Auth metrics stay at zero when SigV4 is disabled.

Label cardinality

All label sets are bounded:

LabelMax values
method~5 (GET, PUT, HEAD, DELETE, POST)
status~15 HTTP status codes in practice
operation15 (see table above)
decision3 (delta, passthrough, reference)
result2 (success, failure)
reason3 (missing_header, invalid_presigned, invalid_signature)
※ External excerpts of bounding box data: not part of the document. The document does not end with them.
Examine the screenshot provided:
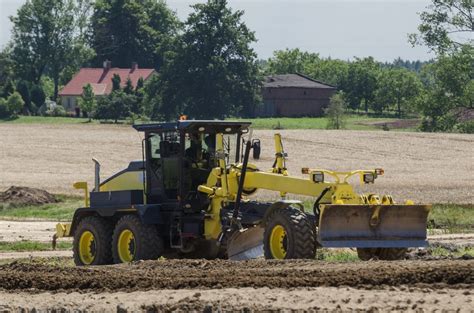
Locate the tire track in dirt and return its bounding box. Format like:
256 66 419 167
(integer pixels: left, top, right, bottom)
0 260 474 292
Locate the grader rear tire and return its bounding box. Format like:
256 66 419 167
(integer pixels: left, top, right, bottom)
357 248 408 261
112 215 163 263
73 216 112 266
263 207 316 259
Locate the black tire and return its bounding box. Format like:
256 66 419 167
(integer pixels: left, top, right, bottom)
263 207 316 259
73 216 113 266
357 248 408 261
112 215 163 263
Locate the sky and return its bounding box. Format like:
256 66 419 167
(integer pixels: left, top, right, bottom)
0 0 434 61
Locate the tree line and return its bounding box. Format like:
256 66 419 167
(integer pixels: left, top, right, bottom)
0 0 474 131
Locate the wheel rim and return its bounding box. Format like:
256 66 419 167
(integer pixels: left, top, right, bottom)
79 230 96 265
270 225 287 259
117 229 135 263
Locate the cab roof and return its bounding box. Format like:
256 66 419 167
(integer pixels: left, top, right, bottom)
133 120 252 133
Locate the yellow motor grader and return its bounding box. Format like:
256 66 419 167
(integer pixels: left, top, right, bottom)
55 120 430 265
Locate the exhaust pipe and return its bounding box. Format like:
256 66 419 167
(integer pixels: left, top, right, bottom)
92 158 100 192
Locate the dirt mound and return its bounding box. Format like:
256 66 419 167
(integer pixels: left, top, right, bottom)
0 186 58 206
0 260 474 292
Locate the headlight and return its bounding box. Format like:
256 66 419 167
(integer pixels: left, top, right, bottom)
364 173 375 184
313 172 324 183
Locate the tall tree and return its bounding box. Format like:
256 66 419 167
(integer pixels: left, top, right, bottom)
325 92 346 129
31 85 46 113
409 0 474 53
418 45 474 131
340 57 380 112
265 48 319 74
90 0 180 68
16 80 32 113
162 0 261 118
372 68 422 117
11 0 91 99
0 44 14 89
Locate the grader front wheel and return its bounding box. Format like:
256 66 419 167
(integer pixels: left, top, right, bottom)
73 216 112 266
263 207 316 259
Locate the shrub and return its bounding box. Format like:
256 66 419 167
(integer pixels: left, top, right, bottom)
457 120 474 134
7 91 25 116
0 98 10 118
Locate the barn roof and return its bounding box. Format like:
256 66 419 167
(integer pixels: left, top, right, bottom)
59 68 155 96
263 74 336 89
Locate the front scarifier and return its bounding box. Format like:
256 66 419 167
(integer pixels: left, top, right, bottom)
54 120 430 265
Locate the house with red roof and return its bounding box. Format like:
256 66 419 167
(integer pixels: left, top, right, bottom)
59 61 156 116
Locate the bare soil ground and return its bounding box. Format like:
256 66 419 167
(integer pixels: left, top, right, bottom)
0 260 474 312
0 286 474 312
0 124 474 203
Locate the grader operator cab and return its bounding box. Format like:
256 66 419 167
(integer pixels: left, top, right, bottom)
55 120 430 265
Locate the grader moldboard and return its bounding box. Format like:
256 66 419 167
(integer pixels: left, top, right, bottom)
55 120 430 265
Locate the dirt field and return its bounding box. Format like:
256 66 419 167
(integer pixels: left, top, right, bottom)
0 260 474 312
0 124 474 203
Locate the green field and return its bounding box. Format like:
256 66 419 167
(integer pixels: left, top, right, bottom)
0 115 416 131
428 204 474 233
233 115 416 131
0 240 72 252
0 115 91 124
0 195 474 233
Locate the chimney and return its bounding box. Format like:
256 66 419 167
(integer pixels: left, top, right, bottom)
104 60 112 70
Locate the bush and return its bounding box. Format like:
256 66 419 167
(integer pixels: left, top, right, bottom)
7 91 25 116
457 120 474 134
46 105 68 117
0 98 10 118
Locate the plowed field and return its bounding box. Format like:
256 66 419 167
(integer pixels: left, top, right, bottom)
0 260 474 311
0 124 474 203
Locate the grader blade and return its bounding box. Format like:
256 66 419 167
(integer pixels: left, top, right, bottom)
318 205 431 248
227 226 263 261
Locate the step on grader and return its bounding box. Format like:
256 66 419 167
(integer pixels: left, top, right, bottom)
55 120 430 265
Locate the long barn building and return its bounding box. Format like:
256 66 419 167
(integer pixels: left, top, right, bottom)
256 74 336 117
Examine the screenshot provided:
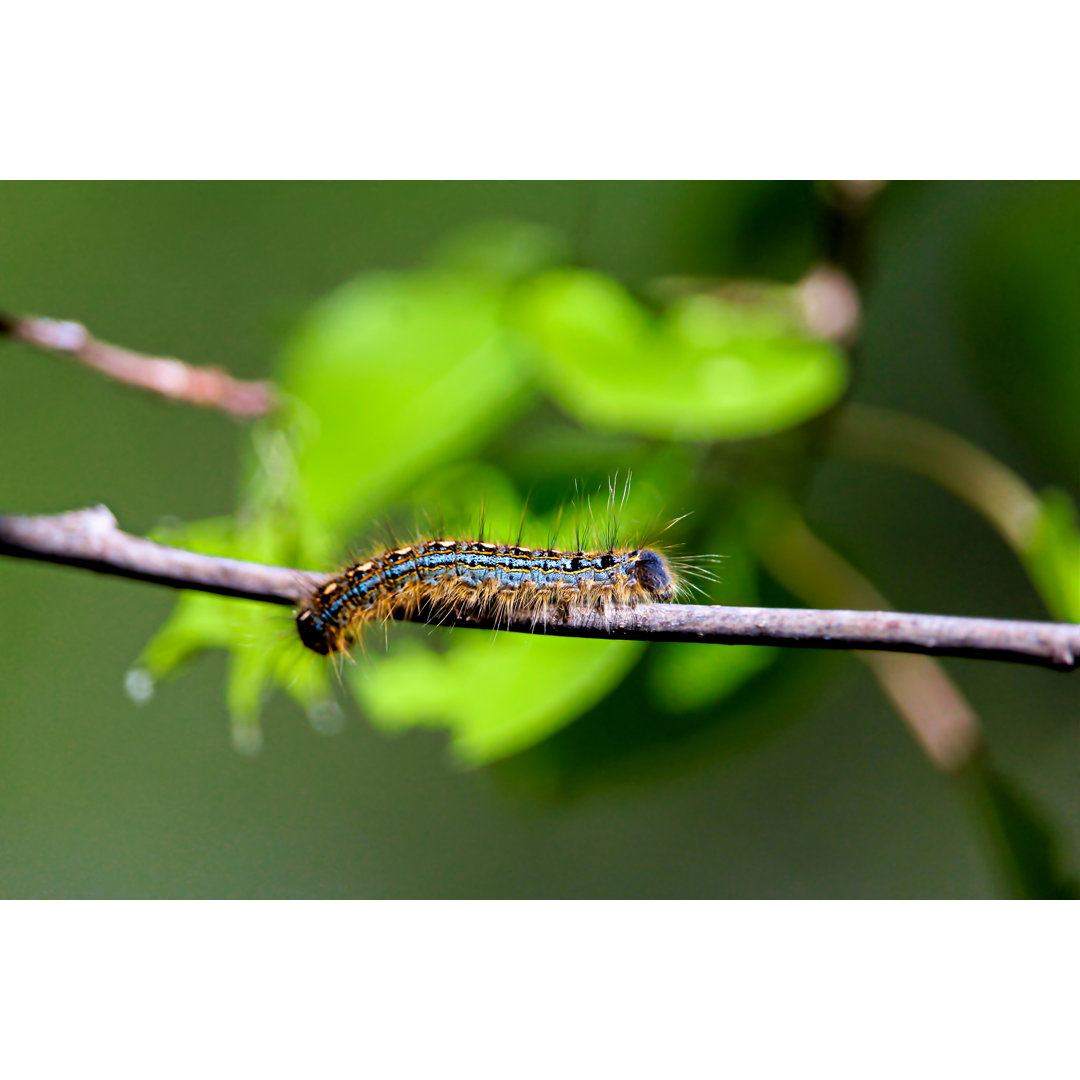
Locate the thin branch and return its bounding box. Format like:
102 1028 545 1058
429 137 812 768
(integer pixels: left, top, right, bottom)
0 507 1080 670
760 513 983 774
0 312 275 419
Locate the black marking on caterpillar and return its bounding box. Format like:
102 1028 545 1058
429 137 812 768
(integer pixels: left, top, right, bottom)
296 539 687 656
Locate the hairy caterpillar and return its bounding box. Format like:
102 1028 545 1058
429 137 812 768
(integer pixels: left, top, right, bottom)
296 540 684 656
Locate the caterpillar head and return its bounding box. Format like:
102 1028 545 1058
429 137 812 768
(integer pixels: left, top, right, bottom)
634 549 678 600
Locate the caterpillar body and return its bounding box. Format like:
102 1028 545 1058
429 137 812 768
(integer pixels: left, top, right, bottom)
296 540 680 656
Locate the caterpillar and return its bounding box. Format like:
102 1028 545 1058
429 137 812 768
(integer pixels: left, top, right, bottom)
296 540 684 656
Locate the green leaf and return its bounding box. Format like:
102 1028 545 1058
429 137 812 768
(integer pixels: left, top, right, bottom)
961 761 1080 900
435 221 569 282
515 270 847 440
1024 489 1080 622
649 522 779 712
282 272 529 531
126 516 340 754
350 631 643 765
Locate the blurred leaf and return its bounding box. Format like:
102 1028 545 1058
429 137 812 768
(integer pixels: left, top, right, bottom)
435 221 569 282
962 761 1080 900
282 272 527 540
963 184 1080 483
516 270 847 440
350 631 643 765
1024 490 1080 622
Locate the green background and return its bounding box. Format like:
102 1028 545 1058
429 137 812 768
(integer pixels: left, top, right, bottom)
0 183 1080 897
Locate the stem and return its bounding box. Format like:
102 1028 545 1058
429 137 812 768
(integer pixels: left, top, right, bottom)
761 513 982 774
0 312 275 419
829 404 1039 556
0 507 1080 670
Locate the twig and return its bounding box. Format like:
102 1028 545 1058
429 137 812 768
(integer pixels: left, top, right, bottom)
0 312 274 419
760 513 984 774
0 507 1080 671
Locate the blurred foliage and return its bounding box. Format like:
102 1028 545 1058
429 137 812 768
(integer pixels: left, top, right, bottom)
134 210 1080 794
962 184 1080 484
132 217 859 764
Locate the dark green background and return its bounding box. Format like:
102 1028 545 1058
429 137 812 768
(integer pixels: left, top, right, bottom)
0 184 1080 897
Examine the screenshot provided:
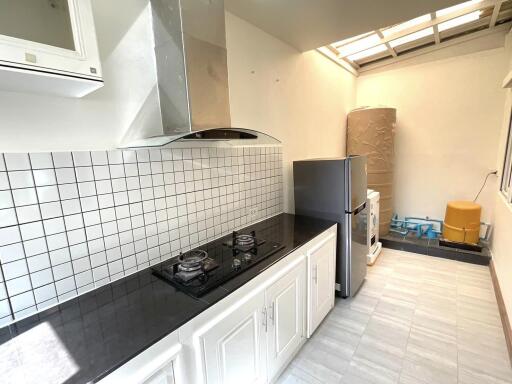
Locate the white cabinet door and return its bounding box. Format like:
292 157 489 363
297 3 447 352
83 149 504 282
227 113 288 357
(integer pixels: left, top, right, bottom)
266 259 306 381
144 362 174 384
0 0 101 79
200 291 267 384
307 232 336 337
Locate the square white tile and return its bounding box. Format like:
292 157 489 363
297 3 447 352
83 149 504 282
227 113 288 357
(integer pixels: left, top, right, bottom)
0 208 18 228
75 167 94 182
52 152 73 168
50 248 71 266
27 253 50 274
39 200 62 219
5 275 32 297
37 185 60 203
91 151 108 165
32 169 57 186
55 278 76 301
55 168 76 184
30 268 53 288
23 238 48 257
2 259 28 281
4 153 30 171
20 221 45 241
0 243 25 264
0 227 21 247
34 284 57 303
30 152 53 169
52 262 73 280
43 217 66 235
16 205 41 224
73 151 92 167
11 291 35 313
9 171 34 189
61 199 82 216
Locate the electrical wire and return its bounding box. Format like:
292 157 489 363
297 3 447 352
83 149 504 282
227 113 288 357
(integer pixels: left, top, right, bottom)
473 171 498 203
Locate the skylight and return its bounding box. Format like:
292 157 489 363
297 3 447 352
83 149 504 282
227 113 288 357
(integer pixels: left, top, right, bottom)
389 27 434 48
438 11 482 31
347 44 387 61
319 0 512 71
382 15 431 37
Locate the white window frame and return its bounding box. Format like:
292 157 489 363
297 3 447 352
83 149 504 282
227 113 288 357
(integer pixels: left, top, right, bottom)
500 108 512 203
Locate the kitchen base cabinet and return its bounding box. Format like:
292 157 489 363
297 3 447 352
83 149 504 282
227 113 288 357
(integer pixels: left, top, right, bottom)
199 292 267 384
307 233 336 338
266 256 306 380
100 226 336 384
98 331 182 384
144 362 174 384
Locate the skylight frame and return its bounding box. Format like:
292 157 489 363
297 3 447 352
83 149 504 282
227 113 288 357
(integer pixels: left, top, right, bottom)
324 0 512 70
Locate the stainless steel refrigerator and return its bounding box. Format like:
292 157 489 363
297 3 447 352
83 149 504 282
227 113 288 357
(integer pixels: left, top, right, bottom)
293 156 368 297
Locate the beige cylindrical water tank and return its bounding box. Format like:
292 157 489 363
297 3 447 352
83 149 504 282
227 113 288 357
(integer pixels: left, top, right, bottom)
347 107 396 235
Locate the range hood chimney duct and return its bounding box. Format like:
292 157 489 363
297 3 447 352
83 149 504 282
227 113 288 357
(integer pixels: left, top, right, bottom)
151 0 231 135
120 0 279 148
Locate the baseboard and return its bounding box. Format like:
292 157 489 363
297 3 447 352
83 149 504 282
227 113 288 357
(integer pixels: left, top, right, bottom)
489 260 512 365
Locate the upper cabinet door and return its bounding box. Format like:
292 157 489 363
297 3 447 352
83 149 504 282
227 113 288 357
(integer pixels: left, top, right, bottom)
200 292 267 384
266 256 306 381
307 232 336 337
0 0 102 96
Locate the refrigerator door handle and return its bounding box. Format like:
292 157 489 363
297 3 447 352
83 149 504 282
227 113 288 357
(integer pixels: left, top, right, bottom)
346 201 366 215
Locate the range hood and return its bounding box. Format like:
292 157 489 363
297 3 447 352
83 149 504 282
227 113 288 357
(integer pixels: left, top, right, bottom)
120 0 278 147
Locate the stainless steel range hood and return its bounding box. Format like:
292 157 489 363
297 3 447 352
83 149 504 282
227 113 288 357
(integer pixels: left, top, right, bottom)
120 0 278 147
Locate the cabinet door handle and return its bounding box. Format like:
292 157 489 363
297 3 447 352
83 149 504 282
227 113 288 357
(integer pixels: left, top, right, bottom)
261 307 267 332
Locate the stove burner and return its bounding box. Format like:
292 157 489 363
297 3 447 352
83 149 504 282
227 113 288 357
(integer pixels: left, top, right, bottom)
235 235 256 247
153 231 284 298
224 231 265 250
178 249 208 272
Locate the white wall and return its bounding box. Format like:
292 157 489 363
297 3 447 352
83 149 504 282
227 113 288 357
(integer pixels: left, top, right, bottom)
0 5 355 216
226 13 355 212
357 36 505 221
492 33 512 323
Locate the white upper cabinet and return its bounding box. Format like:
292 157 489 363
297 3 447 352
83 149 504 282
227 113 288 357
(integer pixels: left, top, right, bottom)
200 292 268 384
0 0 103 97
307 231 336 337
266 256 306 381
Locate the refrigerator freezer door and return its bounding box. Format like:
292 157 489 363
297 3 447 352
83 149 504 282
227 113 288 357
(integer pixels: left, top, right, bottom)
336 204 368 297
345 156 368 212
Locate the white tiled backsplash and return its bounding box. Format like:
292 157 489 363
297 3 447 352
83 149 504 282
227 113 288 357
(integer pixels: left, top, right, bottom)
0 146 283 326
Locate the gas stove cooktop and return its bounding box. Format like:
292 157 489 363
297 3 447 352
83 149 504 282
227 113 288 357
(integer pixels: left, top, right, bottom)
153 231 284 298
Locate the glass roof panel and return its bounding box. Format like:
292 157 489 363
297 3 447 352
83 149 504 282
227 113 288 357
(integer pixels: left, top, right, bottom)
438 11 482 32
389 27 434 48
347 44 387 61
436 0 483 17
338 33 380 57
382 15 431 37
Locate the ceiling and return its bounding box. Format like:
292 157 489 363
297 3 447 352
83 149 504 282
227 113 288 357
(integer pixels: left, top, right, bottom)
319 0 512 72
225 0 461 51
No bucket names, no object keys in labels. No unbounded cardinality.

What's NOT in /_/metrics

/_/stats returns aggregate storage statistics (total_objects, total_original_size, total_stored_size, savings_percentage, truncated). These are intentionally excluded from /_/metrics because computing them requires scanning storage objects. The endpoint has a 10-second server-side cache and caps at 1,000 objects (the truncated field signals more exist). Use /_/stats for admin dashboards; use /_/metrics for Prometheus.

Implementation details

  • Counters and histograms use the prometheus crate's atomic collectors — no mutex on the hot path.
  • Gauges requiring state inspection (cache_size_bytes, codec_semaphore_available, process_peak_rss_bytes) are computed lazily on each scrape via O(1) atomic reads.
  • The HTTP metrics middleware sits between TraceLayer and auth, so it captures the full request lifecycle including auth time.
  • The process feature of the prometheus crate adds standard Linux process metrics. On macOS, only process_peak_rss_bytes is populated (via getrusage).